I don't know any mothers who think in such judgmental terms. A few motherf***ers, perhaps, but not mothers.

Anonymous said...

Been there done that.
If you have one you know what "a busy child" really means. Or, "this one's a runner". Now combine.

Trips to mall to buy the traditional (read lazy way out) wedding present of the crystal photo frame meant placing my money in an accessible pocket, pick up child while firmly holding arms. indicate with pointed chin which frame I wanted, thrust hip forward so clerk can remove cash. we all walk out into the maill where the clerk gives me my change and package, release pent-up-ball-of-energy.

I always had a mental image of Jonny Quest walking the Kimodo dragons while taking my daughter to the mall.

After one mall run (stood up to replace sleeper on rack), one park run (up the slide, down the slide, up the slide... down the berm on the other side) and probably more that I've blocked from memory - I freaking don't care what you think person without child.

And there's that dragging the arm thing too.

Trina said...

Funny, I always thought the harnesses were a good idea. My thoughts in the mall tend towards "Look at that smart mom with contained children, and look at the loose child who just ran away from his parents to try to drown himself in a fountain."

My parents lost my brother at a packed county fair once. They only found him because he had a red balloon tied to his wrist. That was 30 years ago.

Anonymous said...

People can be absolute idiots sometimes. I guess you just have to consider the source. We had a harness for ours when they were little, and it was a wonderful thing. Oldest son would march up to people and announce "My mommy got me this to help me be safe!" I'd just stand back and grin. You keep doing whatever you need to do to keep the Captain safe. You're a good mom, Tama.

Anonymous said...

My Mom had a bad back and my brother was a handful. So she used a harness. GO FOR IT. You have to do what you need to do for your child and yourself. Although I bet its hard to hear the comments. I,however, was a perfect angel (HA) and didn't need the harness. HANG IN THERE BABY. You are doing the right thing.

Leoal said...

My son liked to play hide and seek in department stores as well. He's old enough to listen, now, but when I got the harness it was a relief to to have to haul him around by the arm any more. But I got my share of comments behind my back as well.

Anonymous said...

People don't understand until they do it themselves.
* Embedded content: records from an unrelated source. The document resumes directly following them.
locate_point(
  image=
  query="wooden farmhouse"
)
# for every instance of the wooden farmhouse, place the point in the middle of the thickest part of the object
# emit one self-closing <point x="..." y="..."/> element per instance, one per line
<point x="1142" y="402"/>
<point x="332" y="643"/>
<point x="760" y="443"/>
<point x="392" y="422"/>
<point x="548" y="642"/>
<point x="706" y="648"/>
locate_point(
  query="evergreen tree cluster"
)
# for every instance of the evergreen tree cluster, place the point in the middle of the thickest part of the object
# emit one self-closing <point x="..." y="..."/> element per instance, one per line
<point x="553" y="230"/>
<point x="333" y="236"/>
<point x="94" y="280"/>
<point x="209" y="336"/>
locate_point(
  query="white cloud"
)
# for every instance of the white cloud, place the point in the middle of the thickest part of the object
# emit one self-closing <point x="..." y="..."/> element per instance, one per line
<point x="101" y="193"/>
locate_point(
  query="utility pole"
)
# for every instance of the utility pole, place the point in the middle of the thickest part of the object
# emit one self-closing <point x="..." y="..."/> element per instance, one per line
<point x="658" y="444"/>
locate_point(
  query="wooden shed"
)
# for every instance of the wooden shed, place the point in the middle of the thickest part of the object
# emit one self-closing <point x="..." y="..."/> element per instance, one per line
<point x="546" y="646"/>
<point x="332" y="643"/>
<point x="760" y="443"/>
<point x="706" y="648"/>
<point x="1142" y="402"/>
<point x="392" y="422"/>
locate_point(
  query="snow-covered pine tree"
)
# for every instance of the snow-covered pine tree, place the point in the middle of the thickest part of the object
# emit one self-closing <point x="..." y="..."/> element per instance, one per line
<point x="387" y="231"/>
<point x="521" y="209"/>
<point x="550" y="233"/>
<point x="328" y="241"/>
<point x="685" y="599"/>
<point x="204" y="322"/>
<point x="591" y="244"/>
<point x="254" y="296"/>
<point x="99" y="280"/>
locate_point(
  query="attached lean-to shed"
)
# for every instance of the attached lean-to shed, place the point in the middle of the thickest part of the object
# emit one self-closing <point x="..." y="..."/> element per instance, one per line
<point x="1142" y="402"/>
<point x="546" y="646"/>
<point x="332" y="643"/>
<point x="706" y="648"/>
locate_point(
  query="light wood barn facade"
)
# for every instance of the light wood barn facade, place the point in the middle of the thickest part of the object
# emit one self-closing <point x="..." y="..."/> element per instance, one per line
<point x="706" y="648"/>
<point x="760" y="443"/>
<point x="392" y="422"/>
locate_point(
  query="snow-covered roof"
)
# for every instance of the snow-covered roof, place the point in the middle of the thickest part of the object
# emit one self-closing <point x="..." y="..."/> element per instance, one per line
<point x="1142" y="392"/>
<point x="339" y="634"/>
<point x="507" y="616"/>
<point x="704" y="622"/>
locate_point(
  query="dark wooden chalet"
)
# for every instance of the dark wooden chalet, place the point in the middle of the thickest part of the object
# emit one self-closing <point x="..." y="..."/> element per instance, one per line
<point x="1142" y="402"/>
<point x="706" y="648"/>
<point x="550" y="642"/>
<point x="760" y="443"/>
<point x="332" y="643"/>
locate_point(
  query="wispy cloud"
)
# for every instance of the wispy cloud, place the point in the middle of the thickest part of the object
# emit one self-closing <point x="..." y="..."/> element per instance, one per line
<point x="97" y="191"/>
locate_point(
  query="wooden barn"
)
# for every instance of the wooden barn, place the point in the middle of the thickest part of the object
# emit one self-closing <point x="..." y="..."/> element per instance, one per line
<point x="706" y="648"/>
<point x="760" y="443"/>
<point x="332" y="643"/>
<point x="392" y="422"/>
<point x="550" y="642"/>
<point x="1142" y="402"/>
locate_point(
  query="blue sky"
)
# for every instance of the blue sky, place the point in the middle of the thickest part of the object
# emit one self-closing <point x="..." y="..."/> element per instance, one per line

My mom used two zip/snap harnesses at a time on my brothers, that way they could unzip/unsnap one and still be safe (of course the second one was zipped/snapped in the back where it was hard to reach). The boys thought they were so smart to undo the harness and couldn't figure out why they were still tethered. They are now in their 40's and still all in one piece.

knitinsage said...

pfft.

there were 6 months when my little 1 year old boy screamed ear-splitting screams and slapped me in the face whenever frustrated -- easy to handle at home, much harder in line at the grocery store. i ignored the comments (tho they still sting, amazingly) and held him upside-down face out (so he couldn't kick ;-) with my left arm, and calmly pushed my cart and paid with my right. we discovered later that he suffers from bipolar disorder, and he was doing the best he could to deal with the scary stuff in that little brain.

pfft. i'm done judging other people's kids.

your job is to keep your little fellow safe and help him grow up while still feeding, caring for and paying attention to the rest of your family. and you're doing it with great aplomb. and allowing us to understand that there is someone else out there with parental challenges who can handle things with a sense of humor and a complete lack of self-pity. my comment: "good job, sister."

Anonymous said...

You have to go with what you know works for you and yours.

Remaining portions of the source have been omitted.